# Lecture 9 - Introduction to Systems Biology

In this lecture you have learned about the main types of biological pathways. Most pathway databases like [Reactome](https://reactome.org/), [KEGG](https://www.genome.jp/kegg/), and [BioCyc](https://biocyc.org/) allow you to visually navigate through the pathways and search for certain keywords. 

These user-friendly features are convenient for quick searches but not so useful when you need to perform them repeatedly and would rather automate certain tasks. Many biological databases offer programatic access through a [REST](https://en.wikipedia.org/wiki/Representational_state_transfer) API. 

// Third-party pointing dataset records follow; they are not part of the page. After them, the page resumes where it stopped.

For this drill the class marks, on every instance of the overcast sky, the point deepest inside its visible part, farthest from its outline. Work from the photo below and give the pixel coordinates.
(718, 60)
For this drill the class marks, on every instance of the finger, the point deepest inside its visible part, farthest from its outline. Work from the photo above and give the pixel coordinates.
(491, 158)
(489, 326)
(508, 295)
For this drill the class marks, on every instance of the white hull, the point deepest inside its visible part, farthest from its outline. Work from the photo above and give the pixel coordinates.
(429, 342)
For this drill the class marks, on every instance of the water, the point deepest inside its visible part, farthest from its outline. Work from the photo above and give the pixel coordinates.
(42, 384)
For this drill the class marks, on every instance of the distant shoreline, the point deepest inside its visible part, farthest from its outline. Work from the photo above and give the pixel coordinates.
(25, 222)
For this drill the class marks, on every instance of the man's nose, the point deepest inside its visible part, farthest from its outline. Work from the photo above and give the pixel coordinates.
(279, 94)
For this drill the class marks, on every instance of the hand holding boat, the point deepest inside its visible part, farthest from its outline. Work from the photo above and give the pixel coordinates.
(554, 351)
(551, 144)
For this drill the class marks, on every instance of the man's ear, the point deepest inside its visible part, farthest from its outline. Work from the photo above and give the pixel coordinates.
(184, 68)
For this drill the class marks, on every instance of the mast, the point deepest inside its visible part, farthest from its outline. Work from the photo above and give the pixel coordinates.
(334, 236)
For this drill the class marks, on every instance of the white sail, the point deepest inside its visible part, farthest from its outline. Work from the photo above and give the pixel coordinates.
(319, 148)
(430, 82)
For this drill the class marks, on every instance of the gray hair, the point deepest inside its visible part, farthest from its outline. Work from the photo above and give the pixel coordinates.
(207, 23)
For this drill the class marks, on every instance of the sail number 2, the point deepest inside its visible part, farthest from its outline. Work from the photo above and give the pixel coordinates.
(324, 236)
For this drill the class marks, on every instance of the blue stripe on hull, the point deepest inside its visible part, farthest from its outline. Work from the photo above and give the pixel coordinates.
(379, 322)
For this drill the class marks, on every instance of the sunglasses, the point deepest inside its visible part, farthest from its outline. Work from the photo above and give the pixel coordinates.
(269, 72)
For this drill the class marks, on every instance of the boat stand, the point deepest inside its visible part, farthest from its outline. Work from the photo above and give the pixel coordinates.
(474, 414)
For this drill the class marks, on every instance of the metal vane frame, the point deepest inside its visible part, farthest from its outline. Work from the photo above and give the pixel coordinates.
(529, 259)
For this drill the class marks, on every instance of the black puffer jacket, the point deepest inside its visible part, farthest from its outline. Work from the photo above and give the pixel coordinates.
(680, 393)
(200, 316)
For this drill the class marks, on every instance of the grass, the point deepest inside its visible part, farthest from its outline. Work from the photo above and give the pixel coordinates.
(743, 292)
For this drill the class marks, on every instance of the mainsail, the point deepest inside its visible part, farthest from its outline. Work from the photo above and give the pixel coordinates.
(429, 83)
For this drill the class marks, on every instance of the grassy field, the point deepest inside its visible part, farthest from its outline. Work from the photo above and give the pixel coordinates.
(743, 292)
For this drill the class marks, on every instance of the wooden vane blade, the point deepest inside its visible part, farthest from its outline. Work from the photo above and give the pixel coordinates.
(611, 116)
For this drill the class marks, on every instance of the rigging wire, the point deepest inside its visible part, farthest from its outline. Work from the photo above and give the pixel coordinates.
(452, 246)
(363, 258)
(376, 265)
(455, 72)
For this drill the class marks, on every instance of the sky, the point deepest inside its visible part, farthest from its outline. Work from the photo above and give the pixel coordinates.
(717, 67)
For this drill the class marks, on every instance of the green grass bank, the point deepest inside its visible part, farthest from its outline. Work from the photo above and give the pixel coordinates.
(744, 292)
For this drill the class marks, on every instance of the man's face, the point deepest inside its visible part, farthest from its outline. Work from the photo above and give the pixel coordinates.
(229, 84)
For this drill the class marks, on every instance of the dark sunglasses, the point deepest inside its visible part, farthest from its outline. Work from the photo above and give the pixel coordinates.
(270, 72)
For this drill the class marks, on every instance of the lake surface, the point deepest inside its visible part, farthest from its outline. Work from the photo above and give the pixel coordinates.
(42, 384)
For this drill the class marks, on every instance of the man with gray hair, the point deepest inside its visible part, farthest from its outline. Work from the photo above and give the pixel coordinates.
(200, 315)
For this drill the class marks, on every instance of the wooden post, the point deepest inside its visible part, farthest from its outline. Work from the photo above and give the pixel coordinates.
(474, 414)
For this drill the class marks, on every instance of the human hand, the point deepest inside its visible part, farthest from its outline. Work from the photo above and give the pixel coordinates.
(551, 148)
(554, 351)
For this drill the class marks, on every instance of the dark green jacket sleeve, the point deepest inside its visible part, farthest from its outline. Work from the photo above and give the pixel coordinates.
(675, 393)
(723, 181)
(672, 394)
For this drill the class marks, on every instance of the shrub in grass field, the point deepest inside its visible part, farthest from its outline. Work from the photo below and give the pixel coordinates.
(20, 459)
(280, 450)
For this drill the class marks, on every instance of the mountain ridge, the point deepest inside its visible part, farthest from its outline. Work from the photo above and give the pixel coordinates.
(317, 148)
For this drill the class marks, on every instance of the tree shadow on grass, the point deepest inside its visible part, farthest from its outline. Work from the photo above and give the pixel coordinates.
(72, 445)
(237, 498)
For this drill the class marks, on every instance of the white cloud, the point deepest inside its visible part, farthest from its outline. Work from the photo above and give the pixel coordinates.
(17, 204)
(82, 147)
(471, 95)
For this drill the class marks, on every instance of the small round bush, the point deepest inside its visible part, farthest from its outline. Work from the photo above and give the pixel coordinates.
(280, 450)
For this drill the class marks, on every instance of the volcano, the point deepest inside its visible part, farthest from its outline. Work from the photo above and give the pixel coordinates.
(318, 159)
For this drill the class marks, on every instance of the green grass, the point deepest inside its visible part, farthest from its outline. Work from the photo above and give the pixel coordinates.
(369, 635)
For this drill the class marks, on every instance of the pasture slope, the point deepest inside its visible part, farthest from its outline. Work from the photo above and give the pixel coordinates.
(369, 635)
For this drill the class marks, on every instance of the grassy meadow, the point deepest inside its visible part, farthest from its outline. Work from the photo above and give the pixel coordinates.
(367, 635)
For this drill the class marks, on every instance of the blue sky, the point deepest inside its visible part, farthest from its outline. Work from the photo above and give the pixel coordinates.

> In short, a REST API is a way to perform a query over the web using HTTP where the query parameters are encoded in the URL and the request response contains the query result in a text format (plain text, xml, json, or html).


### Learning objectives:

- Learn to *"browse the web"* (i.e. to read data from webpages) using Python
- First (very brief) encounter with the *Pandas* library
- Using *pyvis* to draw networks inside a Jupyter notebook

## Exercise 1

In this exercise we will query the [**Rhea**](https://www.rhea-db.org/) database to obtain all the biochemical reactions in the aromatic amino acid pathway. 

**Rhea** provides a REST API as described in the [**documentation**](https://www.rhea-db.org/help/rest-api). We can use the [**requests**](https://docs.python-requests.org/en/latest/) library in Python to make a request to a REST API. 

In [None]:
import requests

RHEA_URL = "https://www.rhea-db.org/rhea?"

response = requests.get(RHEA_URL, params={'query': 'ec:1.1.1.1'})

By default, Rhea will return an HTML page just as if you had performed the query directly on the website:

In [None]:
from IPython.display import display, HTML

HTML(response.text)

-------

As explained in the [**documentation**](https://www.rhea-db.org/help/rest-api) we can request for the result to be presented instead as a tab-separated table:

In [None]:
response = requests.get(RHEA_URL, params={'query': 'ec:1.1.1.1', 'format': 'tsv'})

print(response.text)

The [**Pandas**](https://pandas.pydata.org/) library can help us create a DataFrame object directly from this tab-separated table:

> PS: I highly recommend you explore the [documentation](https://pandas.pydata.org/docs/user_guide/index.html). Pandas is one of the **best** scientific libraries in Python.

In [None]:
import pandas as pd
import io

pd.read_csv(io.StringIO(response.text), sep='\t')

### 1.1

Use the Rhea API to find all the reactions in the aromatic amino acid pathway (using the list of EC numbers below) and return the result as a Pandas DataFrame.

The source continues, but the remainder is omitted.